Friday, July 18, 2008

Back to New Hampshire

So I am currently back in New Hampshire with the family trying to figure out what it is I want to do with my life. Sometimes I wish things would just figure themselves out and I would never have to be proactive. But alas, thinns do not work like that. It is good to be home and to see my brother who I always miss lots when he's not around. It's awesome to finally be at an age where we may not disagree, but we still respect each other and are genuinely interested in each other's lives. It also gives a lot of hindsight to high school when I thought he was my worst enemy, and actually, he looked out for me and was pretty much always there for me. I hate that he has to go back to Iraq.

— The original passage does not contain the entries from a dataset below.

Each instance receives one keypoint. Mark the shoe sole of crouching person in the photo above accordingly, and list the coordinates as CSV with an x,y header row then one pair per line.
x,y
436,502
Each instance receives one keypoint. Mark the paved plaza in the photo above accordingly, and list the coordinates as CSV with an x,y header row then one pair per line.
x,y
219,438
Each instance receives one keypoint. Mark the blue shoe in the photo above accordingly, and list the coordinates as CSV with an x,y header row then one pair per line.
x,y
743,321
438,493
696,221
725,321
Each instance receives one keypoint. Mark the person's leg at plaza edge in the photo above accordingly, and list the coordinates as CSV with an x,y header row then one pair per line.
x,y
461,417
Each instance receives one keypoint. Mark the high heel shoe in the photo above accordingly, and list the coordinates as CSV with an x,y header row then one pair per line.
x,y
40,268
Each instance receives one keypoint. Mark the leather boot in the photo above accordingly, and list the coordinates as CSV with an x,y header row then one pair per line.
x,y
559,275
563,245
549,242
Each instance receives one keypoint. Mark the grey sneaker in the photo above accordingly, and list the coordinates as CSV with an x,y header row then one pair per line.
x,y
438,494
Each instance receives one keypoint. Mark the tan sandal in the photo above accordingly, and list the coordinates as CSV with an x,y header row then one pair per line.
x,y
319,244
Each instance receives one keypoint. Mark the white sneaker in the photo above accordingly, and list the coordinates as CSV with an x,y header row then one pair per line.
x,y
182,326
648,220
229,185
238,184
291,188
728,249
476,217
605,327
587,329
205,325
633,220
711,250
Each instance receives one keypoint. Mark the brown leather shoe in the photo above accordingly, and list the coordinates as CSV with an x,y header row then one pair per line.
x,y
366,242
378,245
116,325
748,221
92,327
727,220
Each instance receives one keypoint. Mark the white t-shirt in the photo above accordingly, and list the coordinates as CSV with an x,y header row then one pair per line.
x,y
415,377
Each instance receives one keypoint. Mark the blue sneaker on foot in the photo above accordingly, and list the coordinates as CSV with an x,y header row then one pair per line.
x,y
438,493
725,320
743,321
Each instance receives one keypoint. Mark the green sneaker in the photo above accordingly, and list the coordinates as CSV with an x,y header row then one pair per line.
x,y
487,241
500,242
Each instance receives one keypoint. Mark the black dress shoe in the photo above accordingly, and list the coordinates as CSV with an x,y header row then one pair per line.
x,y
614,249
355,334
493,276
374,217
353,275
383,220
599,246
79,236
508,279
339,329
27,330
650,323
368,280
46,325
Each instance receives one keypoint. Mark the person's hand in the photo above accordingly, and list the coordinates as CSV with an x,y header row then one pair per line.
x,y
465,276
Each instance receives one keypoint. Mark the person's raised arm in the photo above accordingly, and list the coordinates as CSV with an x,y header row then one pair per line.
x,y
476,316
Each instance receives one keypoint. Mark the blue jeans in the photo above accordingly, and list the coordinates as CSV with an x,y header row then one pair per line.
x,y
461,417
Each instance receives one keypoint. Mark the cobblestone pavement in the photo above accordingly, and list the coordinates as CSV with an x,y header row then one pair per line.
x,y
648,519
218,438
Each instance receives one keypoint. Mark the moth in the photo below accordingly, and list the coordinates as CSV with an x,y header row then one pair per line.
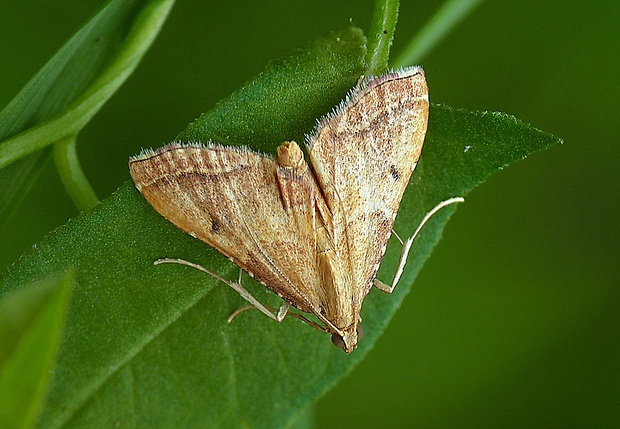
x,y
313,234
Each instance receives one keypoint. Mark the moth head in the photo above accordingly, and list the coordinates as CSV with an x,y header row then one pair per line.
x,y
347,339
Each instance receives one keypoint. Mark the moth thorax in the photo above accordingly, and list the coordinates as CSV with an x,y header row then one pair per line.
x,y
290,155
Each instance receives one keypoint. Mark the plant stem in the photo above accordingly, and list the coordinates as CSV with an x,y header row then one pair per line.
x,y
70,121
381,35
71,174
447,17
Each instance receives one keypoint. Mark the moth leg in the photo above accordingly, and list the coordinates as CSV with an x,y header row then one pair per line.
x,y
235,285
406,246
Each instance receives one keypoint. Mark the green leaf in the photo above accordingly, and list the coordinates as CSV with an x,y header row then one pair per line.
x,y
31,321
66,93
149,346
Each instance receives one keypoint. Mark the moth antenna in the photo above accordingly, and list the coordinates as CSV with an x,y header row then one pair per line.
x,y
407,244
236,286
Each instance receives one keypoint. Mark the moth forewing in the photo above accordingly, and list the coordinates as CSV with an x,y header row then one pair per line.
x,y
315,236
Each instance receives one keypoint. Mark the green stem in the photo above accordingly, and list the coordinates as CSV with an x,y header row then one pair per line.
x,y
71,174
78,114
447,17
381,35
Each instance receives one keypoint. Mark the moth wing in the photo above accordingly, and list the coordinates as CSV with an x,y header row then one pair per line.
x,y
230,198
363,154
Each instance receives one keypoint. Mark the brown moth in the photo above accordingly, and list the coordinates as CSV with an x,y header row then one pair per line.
x,y
313,235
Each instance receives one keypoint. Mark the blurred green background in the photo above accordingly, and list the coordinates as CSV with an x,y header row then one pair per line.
x,y
514,320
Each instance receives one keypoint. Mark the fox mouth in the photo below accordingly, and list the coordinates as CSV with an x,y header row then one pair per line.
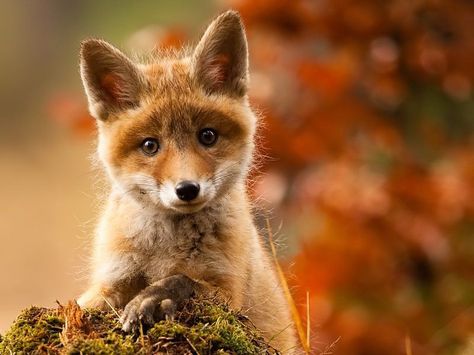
x,y
188,207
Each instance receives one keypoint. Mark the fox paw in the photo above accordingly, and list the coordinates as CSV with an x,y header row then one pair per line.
x,y
158,301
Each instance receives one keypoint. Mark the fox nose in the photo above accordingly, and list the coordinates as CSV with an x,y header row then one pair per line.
x,y
187,190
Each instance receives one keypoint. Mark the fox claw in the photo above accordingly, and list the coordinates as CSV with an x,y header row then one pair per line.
x,y
157,302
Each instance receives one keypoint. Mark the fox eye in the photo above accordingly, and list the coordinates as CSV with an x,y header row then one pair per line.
x,y
207,136
150,146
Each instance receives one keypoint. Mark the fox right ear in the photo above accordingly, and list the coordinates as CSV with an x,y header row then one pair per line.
x,y
112,81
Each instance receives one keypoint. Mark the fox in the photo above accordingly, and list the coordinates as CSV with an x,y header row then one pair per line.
x,y
176,138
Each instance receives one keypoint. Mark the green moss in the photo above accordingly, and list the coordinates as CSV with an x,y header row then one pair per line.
x,y
35,330
201,327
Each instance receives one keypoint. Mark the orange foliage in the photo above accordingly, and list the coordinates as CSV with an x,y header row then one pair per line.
x,y
368,114
368,118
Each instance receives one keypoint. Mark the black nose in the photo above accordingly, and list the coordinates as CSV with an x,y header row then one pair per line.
x,y
187,190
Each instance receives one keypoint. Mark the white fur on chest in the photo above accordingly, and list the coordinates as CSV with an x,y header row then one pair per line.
x,y
167,243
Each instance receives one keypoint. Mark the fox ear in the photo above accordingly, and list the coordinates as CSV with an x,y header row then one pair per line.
x,y
220,59
112,81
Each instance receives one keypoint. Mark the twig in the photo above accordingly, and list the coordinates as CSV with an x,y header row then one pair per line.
x,y
308,322
289,298
328,349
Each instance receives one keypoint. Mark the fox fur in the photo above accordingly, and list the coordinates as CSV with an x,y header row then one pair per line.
x,y
151,249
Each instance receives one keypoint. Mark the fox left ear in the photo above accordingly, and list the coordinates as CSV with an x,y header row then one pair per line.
x,y
220,60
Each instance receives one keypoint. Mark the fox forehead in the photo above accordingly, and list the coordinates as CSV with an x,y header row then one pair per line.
x,y
174,106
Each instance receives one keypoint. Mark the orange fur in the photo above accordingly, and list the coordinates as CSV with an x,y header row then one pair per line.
x,y
145,233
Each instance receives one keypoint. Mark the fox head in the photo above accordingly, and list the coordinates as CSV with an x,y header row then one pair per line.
x,y
176,133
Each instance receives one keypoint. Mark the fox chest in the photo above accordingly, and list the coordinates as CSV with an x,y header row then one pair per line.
x,y
185,244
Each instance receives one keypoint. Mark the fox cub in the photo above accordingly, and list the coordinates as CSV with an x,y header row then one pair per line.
x,y
176,139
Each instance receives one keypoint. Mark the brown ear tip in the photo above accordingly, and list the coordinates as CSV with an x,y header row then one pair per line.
x,y
91,45
231,15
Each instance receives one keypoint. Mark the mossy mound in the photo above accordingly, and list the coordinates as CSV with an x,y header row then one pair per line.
x,y
202,327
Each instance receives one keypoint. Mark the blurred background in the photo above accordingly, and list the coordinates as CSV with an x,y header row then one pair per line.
x,y
367,138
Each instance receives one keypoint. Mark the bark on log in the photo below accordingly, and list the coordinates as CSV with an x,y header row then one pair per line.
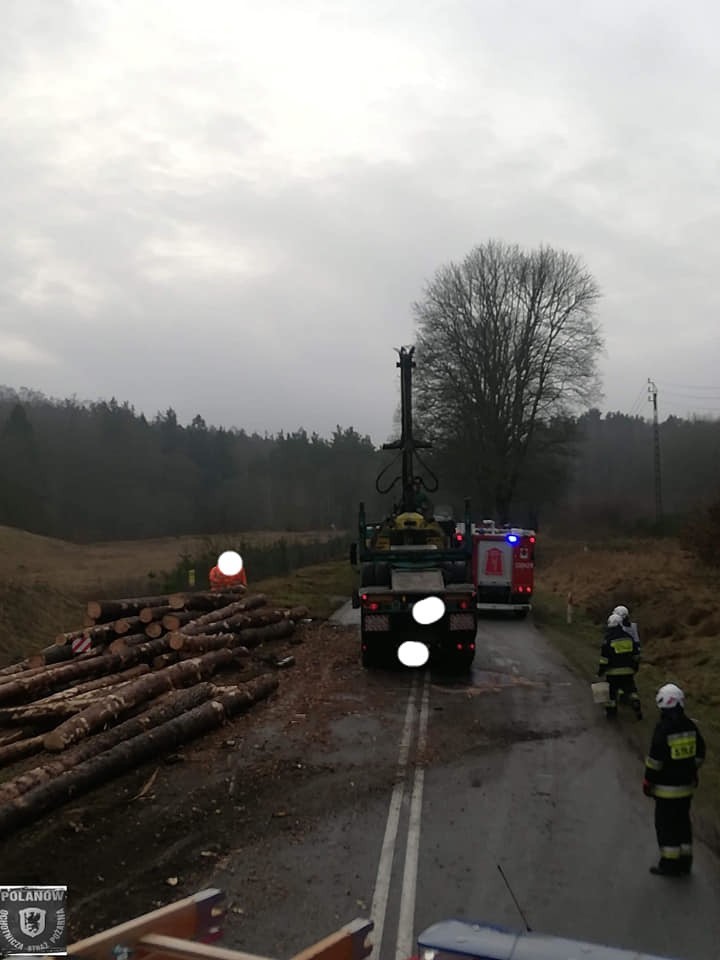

Saturday is going to be a big day. My whole family (well at least immediate) is going to be together for the first time in like FOREVER. And it's just going to be so great to spend time with all of them including Ally and Marissa!!! SO EXCITING.

And as October comes closer, I hope to have everything worked out. I still freak out about money, but I just have to have faith that it will come, and if it doesn't, then I'm not supposed to move out to Oregon.

But I really hope it works out.

Tuesday, July 8, 2008

how i spend most of my afternoons.

She sits watching the X Files all afternoon, mesmerized by the adventures of Fox Mulder and Dana Scully. Sometimes it's a little too graphic and she cringes, but it's the only sign of life from this otherwise zombie-like shell. She can't help but feel attracted to Mulder and his willingness to believe so much that others find unbelievable. She wishes she could have the same sort of blind faith that he has. The courage to fight hard and continue searching for some kind of truth wherever she goes. But instead she stays glued to her seat, wondering how much more of the sexual tension between Mulder and Scully she can stand.

Saturday, July 5, 2008

some things are so fucked up that i can't handle it.

so instead, i drink a gallon of beer.